風沢中孚(ふうたくちゅうふ)~卵を温める親鳥~

61.風沢中孚(ふうたくちゅうふ)

「卵を温める親鳥」

この卦が表すもの

「沢」の卦の上に「風」があります。「中孚」とは、真心のことで、心の中心から誠実さが満ちあふれている様子をいいます。「孚」という文字は、「爪」と「子」という漢字が組み合わされて成り立っています。ここでは親鳥が卵をかえすために温めながら、時折爪で卵を動かして適温を保ち、守る様子を表しています。

この卦が私たちに教えること

鳥の爪は尖っていて、本来は獲物をつかんだり、枝にとまったりできるようになっています。卵を孵化させるために、親鳥は爪で壊さないように卵に動かして温め、かえし育てていきます。誰からも教わったわけでもない親鳥の様子は、人々に感銘を与えます。真の愛情がこもった誠心誠意の行動と、固い信念があれば、大きなことが成し遂げられると教えています。

会社のトップで、社員を自分の家族(=子)ととらえて経営されている方にお会いすることがありますが、まさにこの卦を実践している方です。ただ、ここでは見返りを求めずに行えているのか否かがポイントです。「これだけよくしているのだから、このくらいやってくれて当然だ」という気持ちが少しでもあれば、所属する社員は敏感に察知し、いざというときには離れていきます。この中孚の真心から出た行動をしていたなら、どんな苦難が来ても人が離れることはなく、力を合わせて乗り越えていけると教えています。

この卦が出たあなたへ

現在のあなたは、卵を抱く親鳥と同じ状況で、何よりも慎重さが求められるときです。望みや願いは卵であり、うまく温めることができれば、ひなをかえすことができますが、うっかり取り落としてしまう怖れもあります。ご自身の誠実さと努力によって、成功を収めることができます。

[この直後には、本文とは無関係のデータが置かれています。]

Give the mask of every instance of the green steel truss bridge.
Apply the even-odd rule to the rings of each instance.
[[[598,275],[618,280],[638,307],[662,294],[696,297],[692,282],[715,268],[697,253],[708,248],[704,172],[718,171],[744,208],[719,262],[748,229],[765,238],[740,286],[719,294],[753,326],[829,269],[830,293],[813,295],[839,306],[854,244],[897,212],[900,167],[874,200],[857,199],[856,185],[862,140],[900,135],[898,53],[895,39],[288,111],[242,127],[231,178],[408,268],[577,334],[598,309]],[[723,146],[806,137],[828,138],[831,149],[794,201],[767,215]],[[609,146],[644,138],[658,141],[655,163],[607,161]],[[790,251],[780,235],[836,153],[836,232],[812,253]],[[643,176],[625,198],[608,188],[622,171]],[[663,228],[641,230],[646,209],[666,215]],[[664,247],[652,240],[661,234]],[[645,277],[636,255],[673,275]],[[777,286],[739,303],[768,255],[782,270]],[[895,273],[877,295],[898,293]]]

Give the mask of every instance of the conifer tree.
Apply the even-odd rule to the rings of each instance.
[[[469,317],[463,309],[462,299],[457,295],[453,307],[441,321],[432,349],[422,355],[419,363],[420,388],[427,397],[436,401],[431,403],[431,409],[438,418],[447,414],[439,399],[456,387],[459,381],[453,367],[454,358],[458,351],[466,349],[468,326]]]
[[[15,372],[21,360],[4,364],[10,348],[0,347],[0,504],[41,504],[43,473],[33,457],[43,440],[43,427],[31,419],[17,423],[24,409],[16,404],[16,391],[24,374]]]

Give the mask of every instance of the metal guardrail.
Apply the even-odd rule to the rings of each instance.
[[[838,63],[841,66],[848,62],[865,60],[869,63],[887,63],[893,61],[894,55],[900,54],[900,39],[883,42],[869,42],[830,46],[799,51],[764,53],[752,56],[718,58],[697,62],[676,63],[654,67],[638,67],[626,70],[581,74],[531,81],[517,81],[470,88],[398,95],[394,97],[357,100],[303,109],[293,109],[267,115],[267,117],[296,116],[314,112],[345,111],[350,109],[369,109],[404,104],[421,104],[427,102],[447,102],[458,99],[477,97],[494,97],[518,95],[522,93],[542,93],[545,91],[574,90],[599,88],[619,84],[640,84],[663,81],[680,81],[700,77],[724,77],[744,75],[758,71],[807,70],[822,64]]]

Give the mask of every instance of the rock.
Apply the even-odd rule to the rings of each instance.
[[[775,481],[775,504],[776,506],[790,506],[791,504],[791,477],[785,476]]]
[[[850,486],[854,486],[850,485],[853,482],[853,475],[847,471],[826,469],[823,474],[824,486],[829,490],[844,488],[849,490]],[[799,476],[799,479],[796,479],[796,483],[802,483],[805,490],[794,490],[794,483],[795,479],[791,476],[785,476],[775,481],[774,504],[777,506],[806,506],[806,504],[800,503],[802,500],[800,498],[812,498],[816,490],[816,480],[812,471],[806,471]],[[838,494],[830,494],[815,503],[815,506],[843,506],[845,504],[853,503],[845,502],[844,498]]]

仕事や事業では、それぞれに個性のある人々が互いに誠意を尽くして行う共同事業が吉です。

男女の人間関係では、理想的な「相思相愛」の卦です。この卦の形を見ると、上と下の卦で口をつけ合ってキスをしているように見えます。易に通じていた幸田露伴も中孚を接吻の形、と言っていたそうです。

願望は真摯に求めればかないます。その一方で、日常生活では集中力にかけ、手抜かりが出やすいので注意してください。